On Wednesday, April 10, 2013 President Barack Obama released the Administration’s Budget Proposal for Fiscal Year 2014, which begins October 1, 2013.
The Budget proposed total FY 2014 spending, including entitlements, of $3.77 trillion. Of that, $1.058 trillion is in discretionary spending. The Budget cancels out the sequestration cuts which, if included, would have resulted in $966 billion in discretionary spending. Because it eliminates these cuts, in many instances in its Budget documents, the Administration compares its FY14 request to the FY12 enacted level. When it is possible, this report substitutes the FY13 Continuing Resolution funding level. In other instances, the report uses the FY12 level.
Additional tax revenues would be raised by, among other things, adopting the so-called “Buffet Rule,” requiring taxpayers with over $1 million in annual income to pay at least a 30 percent tax rate after charitable deductions. The Budget would also raise $230 billion in revenue by adopting the “chained consumer price index” to calculate increases in Social Security and other program benefits. By eliminating the sequestration cuts, and including additional money for new initiatives, spending in FY14 would increase by $160 billion. Among the new initiatives would be additional money for child care, infrastructure, and teacher rehiring programs.

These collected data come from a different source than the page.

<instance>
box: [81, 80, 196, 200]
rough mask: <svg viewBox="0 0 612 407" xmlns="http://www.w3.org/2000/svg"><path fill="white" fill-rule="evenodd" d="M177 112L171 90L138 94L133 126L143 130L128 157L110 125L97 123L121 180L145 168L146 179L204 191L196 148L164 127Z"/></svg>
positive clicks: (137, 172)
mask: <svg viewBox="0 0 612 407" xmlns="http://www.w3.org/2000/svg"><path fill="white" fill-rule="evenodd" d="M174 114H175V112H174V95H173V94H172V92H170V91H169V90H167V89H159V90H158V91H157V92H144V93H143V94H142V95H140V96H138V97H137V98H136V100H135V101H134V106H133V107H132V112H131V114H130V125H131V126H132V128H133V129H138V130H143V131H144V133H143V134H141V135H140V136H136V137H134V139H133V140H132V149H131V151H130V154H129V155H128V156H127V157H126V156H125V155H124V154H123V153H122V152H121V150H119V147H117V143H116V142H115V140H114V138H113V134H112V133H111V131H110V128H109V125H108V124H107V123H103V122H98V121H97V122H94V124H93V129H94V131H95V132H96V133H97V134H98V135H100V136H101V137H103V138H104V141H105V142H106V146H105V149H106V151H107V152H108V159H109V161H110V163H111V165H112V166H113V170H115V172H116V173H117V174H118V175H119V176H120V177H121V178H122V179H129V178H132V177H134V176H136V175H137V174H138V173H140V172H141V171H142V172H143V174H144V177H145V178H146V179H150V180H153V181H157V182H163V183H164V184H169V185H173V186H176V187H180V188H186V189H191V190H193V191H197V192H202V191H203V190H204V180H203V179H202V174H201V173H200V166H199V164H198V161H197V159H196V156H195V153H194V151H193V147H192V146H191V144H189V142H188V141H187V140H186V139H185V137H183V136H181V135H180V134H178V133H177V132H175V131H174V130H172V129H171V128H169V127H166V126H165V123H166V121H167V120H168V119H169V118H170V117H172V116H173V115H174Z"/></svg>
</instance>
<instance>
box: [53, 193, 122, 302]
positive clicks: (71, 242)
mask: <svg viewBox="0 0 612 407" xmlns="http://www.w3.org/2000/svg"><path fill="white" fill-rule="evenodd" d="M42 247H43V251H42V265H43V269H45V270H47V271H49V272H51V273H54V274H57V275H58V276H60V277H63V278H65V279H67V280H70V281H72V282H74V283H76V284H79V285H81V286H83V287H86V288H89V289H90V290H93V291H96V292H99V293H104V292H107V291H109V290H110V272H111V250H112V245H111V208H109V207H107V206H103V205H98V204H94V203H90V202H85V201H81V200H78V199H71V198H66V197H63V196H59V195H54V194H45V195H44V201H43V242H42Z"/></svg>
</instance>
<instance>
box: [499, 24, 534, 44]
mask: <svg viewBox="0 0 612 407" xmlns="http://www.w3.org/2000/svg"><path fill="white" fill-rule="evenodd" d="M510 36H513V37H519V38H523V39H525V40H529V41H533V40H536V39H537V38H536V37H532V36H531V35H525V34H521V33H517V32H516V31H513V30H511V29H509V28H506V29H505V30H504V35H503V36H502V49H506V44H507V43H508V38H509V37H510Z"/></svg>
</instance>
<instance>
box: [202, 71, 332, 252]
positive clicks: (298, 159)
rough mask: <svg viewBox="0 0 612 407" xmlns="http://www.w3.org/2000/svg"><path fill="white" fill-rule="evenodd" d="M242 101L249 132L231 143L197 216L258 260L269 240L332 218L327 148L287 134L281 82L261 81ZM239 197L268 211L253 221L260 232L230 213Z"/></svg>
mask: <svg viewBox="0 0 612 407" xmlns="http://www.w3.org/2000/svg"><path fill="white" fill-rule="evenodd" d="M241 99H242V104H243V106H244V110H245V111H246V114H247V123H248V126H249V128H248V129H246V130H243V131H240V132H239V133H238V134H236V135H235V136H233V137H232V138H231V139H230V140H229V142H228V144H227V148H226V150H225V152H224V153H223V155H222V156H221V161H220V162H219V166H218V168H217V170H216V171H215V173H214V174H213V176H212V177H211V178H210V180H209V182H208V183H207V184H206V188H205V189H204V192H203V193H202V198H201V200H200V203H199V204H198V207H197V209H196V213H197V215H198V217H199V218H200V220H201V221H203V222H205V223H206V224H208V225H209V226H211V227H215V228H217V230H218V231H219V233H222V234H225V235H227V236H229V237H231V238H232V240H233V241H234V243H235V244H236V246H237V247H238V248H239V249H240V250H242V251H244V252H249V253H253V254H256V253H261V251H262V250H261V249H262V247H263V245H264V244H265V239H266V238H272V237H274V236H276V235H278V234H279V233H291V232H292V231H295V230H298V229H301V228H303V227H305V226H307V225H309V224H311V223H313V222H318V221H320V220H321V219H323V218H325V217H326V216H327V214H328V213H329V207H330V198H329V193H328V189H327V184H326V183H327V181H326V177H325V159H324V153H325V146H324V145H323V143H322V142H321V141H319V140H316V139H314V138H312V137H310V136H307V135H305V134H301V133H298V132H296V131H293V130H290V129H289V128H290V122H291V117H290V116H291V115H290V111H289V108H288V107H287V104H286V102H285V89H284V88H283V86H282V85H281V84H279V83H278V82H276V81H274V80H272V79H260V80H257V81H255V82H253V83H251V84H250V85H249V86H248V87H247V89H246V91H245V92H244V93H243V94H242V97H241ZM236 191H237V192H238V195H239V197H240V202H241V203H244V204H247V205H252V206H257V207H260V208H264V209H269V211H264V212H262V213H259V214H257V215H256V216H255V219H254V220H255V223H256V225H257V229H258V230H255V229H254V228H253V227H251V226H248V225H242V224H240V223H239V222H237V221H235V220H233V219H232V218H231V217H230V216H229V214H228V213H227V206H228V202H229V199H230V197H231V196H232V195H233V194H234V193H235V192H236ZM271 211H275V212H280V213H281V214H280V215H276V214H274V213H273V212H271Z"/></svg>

The President does not attempt to balance the Budget. However, it would reduce the deficit as a percentage of gross domestic product to 1.7 percent by 2023. The deficit projected for FY 2014 is $744 billion, or 4.4 percent of GDP.
The Budget documents outline the Administration’s recommendations for discretionary and mandatory spending, as well as its revenue proposals. Developing a reliable analysis of any budget is difficult. This report provides a California-oriented analysis of the proposal prepared by the staff of the California Institute for Federal Policy Research.